"Podejmiemy negocjacje". Wiceminister obiecuje, ale szanse na ekstradycję napastników niewielkie

[object Object]
Czterej podejrzany o napaść na parę Polaków i gwałt na kobiecie przebywają w aresztachtvn24
wideo 2/5

Prawo europejskie pozwala odmówić ekstradycji podejrzanych o gwałt w Rimini. Wiceminister sprawiedliwości Patryk Jaki jeszcze w poniedziałek nie wykluczał, że Polska wystąpi o ekstradycję czterech zatrzymanych, którzy usłyszeli zarzuty zgwałcenia Polki i pobicie towarzyszącego jej mężczyzny.

Zapowiedź ewentualnego wniosku o ekstradycję wiceminister Jaki sformułował w wywiadzie dla Polskiego Radia 4 września. Na pytanie, czy Polska będzie domagała się wydania podejrzanych o napaść na Polaków w Rimini, wiceminister odpowiedział:

- Po weryfikacji wszystkich elementów, szczególnie tożsamości tych osób, polska strona podejmie ze stroną włoską negocjacje na ten temat. Zobaczymy, jak to się skończy. Nie chcę w tej chwili przesądzać. Ale ponieważ nasza współpraca z Włochami układała się bardzo dobrze, będziemy tutaj na pewno brali pod uwagę stanowisko strony włoskiej w tym zakresie - dodał.

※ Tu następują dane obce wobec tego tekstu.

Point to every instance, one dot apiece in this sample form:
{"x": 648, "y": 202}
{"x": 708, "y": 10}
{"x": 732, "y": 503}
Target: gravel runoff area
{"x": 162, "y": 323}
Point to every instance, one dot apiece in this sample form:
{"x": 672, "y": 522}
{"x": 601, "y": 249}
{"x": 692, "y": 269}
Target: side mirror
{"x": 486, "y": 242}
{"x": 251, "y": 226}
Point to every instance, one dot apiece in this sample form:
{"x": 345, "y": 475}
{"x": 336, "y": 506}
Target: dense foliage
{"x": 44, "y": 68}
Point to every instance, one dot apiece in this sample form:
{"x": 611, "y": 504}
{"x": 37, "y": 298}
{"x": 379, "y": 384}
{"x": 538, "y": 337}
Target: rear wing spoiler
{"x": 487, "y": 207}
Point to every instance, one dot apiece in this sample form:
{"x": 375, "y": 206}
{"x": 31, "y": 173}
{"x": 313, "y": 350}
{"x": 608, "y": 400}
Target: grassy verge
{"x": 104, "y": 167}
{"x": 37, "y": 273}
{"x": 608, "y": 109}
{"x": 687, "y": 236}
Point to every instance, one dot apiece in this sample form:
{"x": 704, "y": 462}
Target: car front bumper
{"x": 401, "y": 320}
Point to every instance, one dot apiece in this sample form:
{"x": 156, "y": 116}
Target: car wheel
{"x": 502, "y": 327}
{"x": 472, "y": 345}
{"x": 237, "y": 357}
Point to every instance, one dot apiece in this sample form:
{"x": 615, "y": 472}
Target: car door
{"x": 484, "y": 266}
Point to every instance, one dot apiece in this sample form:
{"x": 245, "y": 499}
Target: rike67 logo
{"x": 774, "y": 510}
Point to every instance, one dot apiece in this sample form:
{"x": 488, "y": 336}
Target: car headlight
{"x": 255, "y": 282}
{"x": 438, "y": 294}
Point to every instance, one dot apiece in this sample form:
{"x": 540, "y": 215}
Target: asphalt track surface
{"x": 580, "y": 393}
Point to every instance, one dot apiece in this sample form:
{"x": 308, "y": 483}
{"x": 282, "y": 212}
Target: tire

Wniosek byłby "obowiązkowo odrzucony"

Stanowisko strony włoskiej jest już znane. Wiceminister sprawiedliwości Cosimo Ferri powiedział 5 września dziennikowi "Il Messaggero", że ewentualny wniosek strony polskiej o ekstradycję sprawców gwałtu i pobicia polskich turystów w Rimini musiałby zostać "obowiązkowo odrzucony".

"Nie sądzę, aby zarówno w przypadku ekstradycji, jak i ewentualnego europejskiego nakazu zatrzymania, była możliwość zaakceptowania tego typu wniosku. (...) Czyny te popełnione zostały we Włoszech, a zatem oskarżeni muszą być osądzeni we Włoszech" - sprecyzował Ferri.

Do czasu wejścia Polski do Unii Europejskiej sprawy ekstradycji regulowała dwustronna umowa między Polską a Włochami.

Co mówią przepisy?

Umowa o ekstradycji została podpisana w Warszawie 28 kwietnia 1989 roku między polskim ministrem sprawiedliwości Łukaszem Balcerem, a jego włoskim odpowiednikiem Giuliano Vassallim. Podpisał ją minister rządu PRL, a oświadczenie o ratyfikowaniu i respektowaniu jej przez RP sygnowali 27 lutego 1990 roku prezydent Wojciech Jaruzelski i minister spraw zagranicznych Krzysztof Skubiszewski. Dokumenty ratyfikacyjne wymienił ze stroną włoską w 1994 roku minister spraw zagranicznych RP Andrzej Olechowski.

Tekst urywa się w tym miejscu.